17 TL altında yediğiniz her yemeğin kalitesi tartışmaya açıktır. Gıdaya erişmek zorlaşıyor. Tarımı iyileştirmek zorundayız. Topraklarımız çok verimli. Bu toprağa adam ekseniz adam çıkar. Öyle bir iklim ve toprak gücümüz var. Ama biz samanı dahi ithal ediyoruz.
Bu noktada tabldot yemek tercihlerinde nasıl bir değişim yaşanıyor. 4 çeşit yemek yerine 3 çeşit yemek vermeyi tercih ediyor?
Merdiven altı üretime yöneliyor. Her şeyin merdiven altı olur ama yemeğin merdiven altı olmaz. O adamdan almak zorunda kalıyor. Çalışana yemek çıkarmak zorundayım mecburum diyor. Bu gıda enflasyonu merdiven altı üretimin artmasına neden olacak. Gıda fiyatlarını frenlemek zorundayız. Tarıma yatırım yapmak zorundayız. Tarım ve su konusunda özel politikalar geliştirmeliyiz. Yemek sektöründe bu işi iyi yapamayanlar kapanacaktır.
Zor bir yılı yönetiyoruz. 2022 yılına yönelik öngörüleriniz nedir? Bu süreçte genç girişimcilere tavsiyeleriniz nelerdir?

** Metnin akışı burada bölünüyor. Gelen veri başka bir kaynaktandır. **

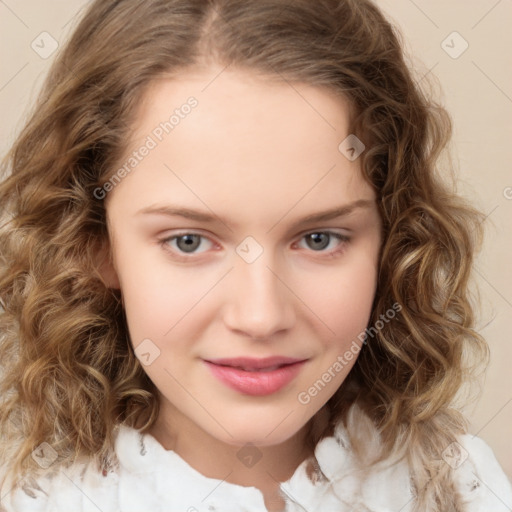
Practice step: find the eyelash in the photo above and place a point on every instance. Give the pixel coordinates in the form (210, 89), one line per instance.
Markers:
(333, 253)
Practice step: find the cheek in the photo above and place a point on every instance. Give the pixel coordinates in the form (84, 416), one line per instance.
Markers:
(157, 298)
(343, 298)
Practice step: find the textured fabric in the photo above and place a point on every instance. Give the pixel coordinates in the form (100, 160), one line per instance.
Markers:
(150, 478)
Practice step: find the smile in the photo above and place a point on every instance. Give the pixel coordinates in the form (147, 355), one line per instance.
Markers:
(255, 377)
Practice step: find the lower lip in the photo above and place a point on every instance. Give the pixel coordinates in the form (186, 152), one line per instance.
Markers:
(253, 382)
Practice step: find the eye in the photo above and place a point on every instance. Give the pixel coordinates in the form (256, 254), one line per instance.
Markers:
(186, 243)
(319, 240)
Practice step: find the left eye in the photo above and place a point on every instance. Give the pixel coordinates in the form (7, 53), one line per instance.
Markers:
(188, 242)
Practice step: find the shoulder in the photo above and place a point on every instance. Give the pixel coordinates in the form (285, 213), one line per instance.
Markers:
(76, 487)
(478, 475)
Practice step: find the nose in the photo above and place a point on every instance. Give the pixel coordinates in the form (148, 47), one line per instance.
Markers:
(259, 302)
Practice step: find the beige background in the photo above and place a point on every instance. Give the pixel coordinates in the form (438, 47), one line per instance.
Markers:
(476, 90)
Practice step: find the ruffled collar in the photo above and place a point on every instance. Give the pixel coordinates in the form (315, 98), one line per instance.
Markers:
(334, 485)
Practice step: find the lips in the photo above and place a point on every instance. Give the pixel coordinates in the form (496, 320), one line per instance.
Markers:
(254, 364)
(256, 377)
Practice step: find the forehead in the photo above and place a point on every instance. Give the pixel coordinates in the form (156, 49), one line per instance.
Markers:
(247, 143)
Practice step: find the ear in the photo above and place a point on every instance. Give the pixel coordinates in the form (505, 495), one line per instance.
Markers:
(105, 266)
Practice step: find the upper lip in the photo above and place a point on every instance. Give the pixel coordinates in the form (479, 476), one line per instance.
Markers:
(255, 363)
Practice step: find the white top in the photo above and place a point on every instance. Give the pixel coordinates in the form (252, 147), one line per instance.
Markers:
(150, 478)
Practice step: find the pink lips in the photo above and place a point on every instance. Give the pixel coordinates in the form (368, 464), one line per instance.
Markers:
(257, 377)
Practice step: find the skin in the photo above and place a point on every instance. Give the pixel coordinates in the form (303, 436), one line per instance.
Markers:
(261, 155)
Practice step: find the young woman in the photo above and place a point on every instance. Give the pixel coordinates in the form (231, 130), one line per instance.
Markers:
(232, 274)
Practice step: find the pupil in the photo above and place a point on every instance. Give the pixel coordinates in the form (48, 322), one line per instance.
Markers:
(317, 239)
(188, 242)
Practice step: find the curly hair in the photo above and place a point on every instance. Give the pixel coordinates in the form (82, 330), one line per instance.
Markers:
(68, 372)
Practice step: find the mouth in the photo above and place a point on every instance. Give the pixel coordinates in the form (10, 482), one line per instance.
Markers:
(256, 377)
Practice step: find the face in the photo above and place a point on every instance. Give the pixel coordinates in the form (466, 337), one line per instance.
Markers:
(218, 256)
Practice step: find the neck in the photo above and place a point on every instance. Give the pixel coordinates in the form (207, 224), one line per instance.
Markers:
(263, 467)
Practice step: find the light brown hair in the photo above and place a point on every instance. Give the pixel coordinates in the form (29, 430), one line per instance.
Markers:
(69, 373)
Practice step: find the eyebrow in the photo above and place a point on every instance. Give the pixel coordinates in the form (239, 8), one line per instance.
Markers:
(202, 216)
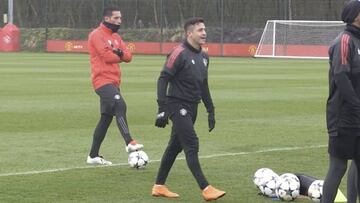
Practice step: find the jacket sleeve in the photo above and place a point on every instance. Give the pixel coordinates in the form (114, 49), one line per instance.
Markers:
(205, 91)
(173, 64)
(103, 48)
(206, 97)
(341, 56)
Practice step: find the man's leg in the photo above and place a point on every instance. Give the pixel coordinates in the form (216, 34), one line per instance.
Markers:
(121, 121)
(183, 126)
(120, 114)
(337, 169)
(352, 183)
(167, 161)
(99, 134)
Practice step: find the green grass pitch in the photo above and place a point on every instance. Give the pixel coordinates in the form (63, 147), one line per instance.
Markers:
(270, 113)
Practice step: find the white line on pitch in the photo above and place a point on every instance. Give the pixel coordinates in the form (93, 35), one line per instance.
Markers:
(158, 160)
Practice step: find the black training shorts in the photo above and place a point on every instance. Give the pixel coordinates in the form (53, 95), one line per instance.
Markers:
(108, 94)
(345, 145)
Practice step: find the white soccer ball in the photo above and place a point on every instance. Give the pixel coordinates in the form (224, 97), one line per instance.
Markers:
(260, 174)
(265, 180)
(290, 175)
(138, 159)
(288, 187)
(315, 190)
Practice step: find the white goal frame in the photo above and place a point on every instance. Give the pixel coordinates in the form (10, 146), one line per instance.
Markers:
(273, 44)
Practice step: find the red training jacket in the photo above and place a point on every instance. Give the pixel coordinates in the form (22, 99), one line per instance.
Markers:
(104, 63)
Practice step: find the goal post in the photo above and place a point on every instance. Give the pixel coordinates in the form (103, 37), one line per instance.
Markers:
(298, 38)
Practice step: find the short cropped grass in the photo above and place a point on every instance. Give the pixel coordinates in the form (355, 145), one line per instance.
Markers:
(269, 113)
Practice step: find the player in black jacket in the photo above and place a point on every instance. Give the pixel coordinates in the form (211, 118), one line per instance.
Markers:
(182, 84)
(343, 104)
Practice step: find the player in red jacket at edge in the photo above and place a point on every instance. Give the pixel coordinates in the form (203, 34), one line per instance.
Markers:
(107, 50)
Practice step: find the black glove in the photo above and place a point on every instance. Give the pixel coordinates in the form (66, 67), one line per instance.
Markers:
(162, 118)
(118, 52)
(211, 120)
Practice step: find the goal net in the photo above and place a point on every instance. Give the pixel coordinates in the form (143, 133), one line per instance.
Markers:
(298, 39)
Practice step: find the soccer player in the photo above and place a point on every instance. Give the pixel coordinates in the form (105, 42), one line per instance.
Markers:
(343, 104)
(107, 50)
(183, 82)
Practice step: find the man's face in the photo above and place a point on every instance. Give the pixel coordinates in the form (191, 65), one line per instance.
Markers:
(115, 18)
(197, 33)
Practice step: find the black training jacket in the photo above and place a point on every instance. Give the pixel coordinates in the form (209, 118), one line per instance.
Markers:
(185, 76)
(343, 104)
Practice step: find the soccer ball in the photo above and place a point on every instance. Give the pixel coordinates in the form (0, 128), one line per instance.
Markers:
(315, 190)
(138, 159)
(288, 187)
(260, 174)
(265, 179)
(290, 175)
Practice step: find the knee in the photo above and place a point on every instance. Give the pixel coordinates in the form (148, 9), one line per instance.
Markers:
(192, 149)
(120, 104)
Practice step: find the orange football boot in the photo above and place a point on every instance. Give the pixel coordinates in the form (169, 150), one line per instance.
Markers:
(210, 193)
(163, 191)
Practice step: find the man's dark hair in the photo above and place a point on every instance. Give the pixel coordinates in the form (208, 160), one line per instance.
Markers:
(108, 11)
(192, 21)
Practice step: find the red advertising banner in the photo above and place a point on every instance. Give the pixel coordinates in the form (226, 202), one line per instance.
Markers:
(214, 49)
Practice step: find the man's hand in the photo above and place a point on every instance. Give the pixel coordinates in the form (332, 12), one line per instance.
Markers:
(162, 119)
(118, 52)
(211, 120)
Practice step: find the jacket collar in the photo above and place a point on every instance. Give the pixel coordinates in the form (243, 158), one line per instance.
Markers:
(105, 29)
(188, 45)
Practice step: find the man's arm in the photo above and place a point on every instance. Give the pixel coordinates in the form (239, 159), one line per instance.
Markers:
(103, 48)
(206, 98)
(340, 61)
(172, 65)
(126, 54)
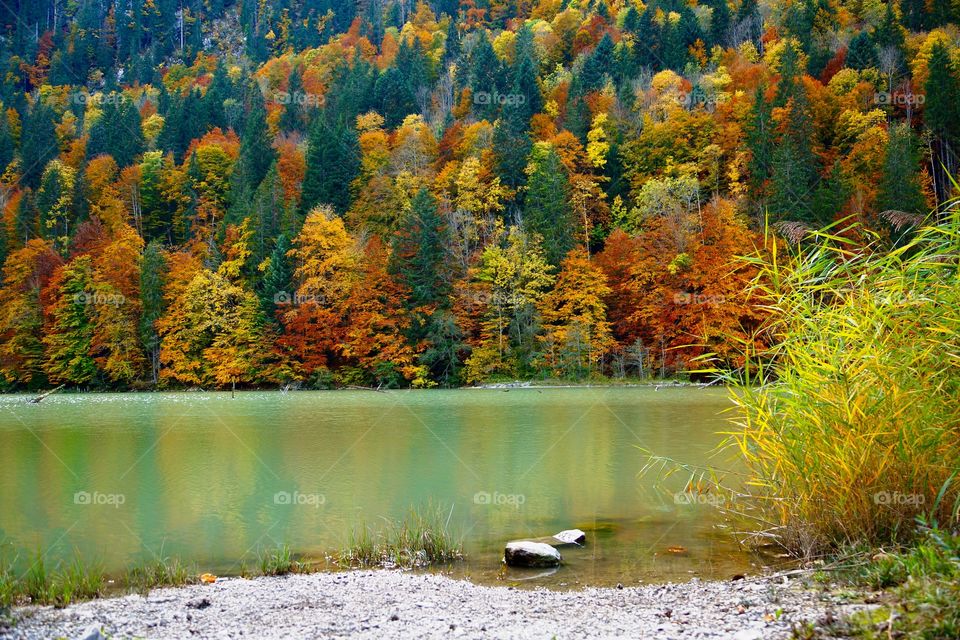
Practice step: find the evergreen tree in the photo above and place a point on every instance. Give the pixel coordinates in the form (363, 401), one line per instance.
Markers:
(332, 164)
(256, 150)
(719, 22)
(862, 53)
(547, 210)
(277, 277)
(152, 269)
(69, 337)
(942, 103)
(759, 137)
(38, 144)
(117, 132)
(900, 188)
(7, 146)
(294, 114)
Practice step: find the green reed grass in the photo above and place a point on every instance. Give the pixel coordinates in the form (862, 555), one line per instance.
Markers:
(420, 539)
(850, 422)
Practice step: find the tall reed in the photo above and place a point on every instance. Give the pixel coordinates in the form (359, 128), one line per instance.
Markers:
(850, 423)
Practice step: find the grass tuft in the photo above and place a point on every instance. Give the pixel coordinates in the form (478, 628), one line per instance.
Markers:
(279, 562)
(848, 424)
(421, 539)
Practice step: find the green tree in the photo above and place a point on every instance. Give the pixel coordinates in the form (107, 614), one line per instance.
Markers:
(900, 188)
(69, 336)
(333, 161)
(547, 210)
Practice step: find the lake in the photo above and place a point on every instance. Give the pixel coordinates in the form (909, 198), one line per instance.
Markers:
(214, 479)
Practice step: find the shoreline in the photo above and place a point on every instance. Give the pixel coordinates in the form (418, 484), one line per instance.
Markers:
(667, 383)
(402, 604)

2022 yılı bu yıldan daha iyi olacak. Uluslararası piyasalardaki gelişmeler ve pandemi sürecinde farklı bir gelişme yaşanmaz ise olumlu olacağını düşünüyorum. Gençlere tavsiyem; ne kadar büyüyorsanız, o kadar küçülün! Genç girişimciler macera aramamalı. Aklı başında işlere yönelsinler. Artık macera dönemi bitti. Uluslararası oyuncular her yerde varlar. Dünyanın her yerindeler. Macera aramadan ayakları yere basan işlere odaklansınlar. İş disiplini çok önemli. Sabah işinizin başında olacaksınız. İşin başında değilsen o iş senin değil. İş disiplini şart. İnsan biriktirin. İnsan kaynaklarını tüketmeden kullanmak çok önemli. İnsanların emeğine saygı duymak ve takım oluşturmak çok önemli. Mütevazi olun. İnsan seveceksin. İnsan biriktirin. Benim Kabe’m insan… Yanında çalışanı horlamadan kadir kıymet bilerek süreci yönetmelerini tavsiye ederim.
Biz işin en zor kısmından geldik. Çalışmanın kıymetini bilen bir kuşağız. Genç kuşak araba ve parayı ellerinde buldular. Onlara önerim mütevazı yaşasınlar. Önümüzdeki dönemde gıda sektörü, teknoloji yüksek teknoloji ön plana çıkacak. Bu sektörlere odaklansınlar.
Gelecek yıl 30. yılınızı kutlayacaksınız. Bu konuda özel bir organizasyon ve raporlama süreci söz konusu olacak mı?
Biz her yılımızı 30. yıl coşkusu ile yaşıyoruz ve çalışıyoruz. Özel bir çalışma yapmayacağız.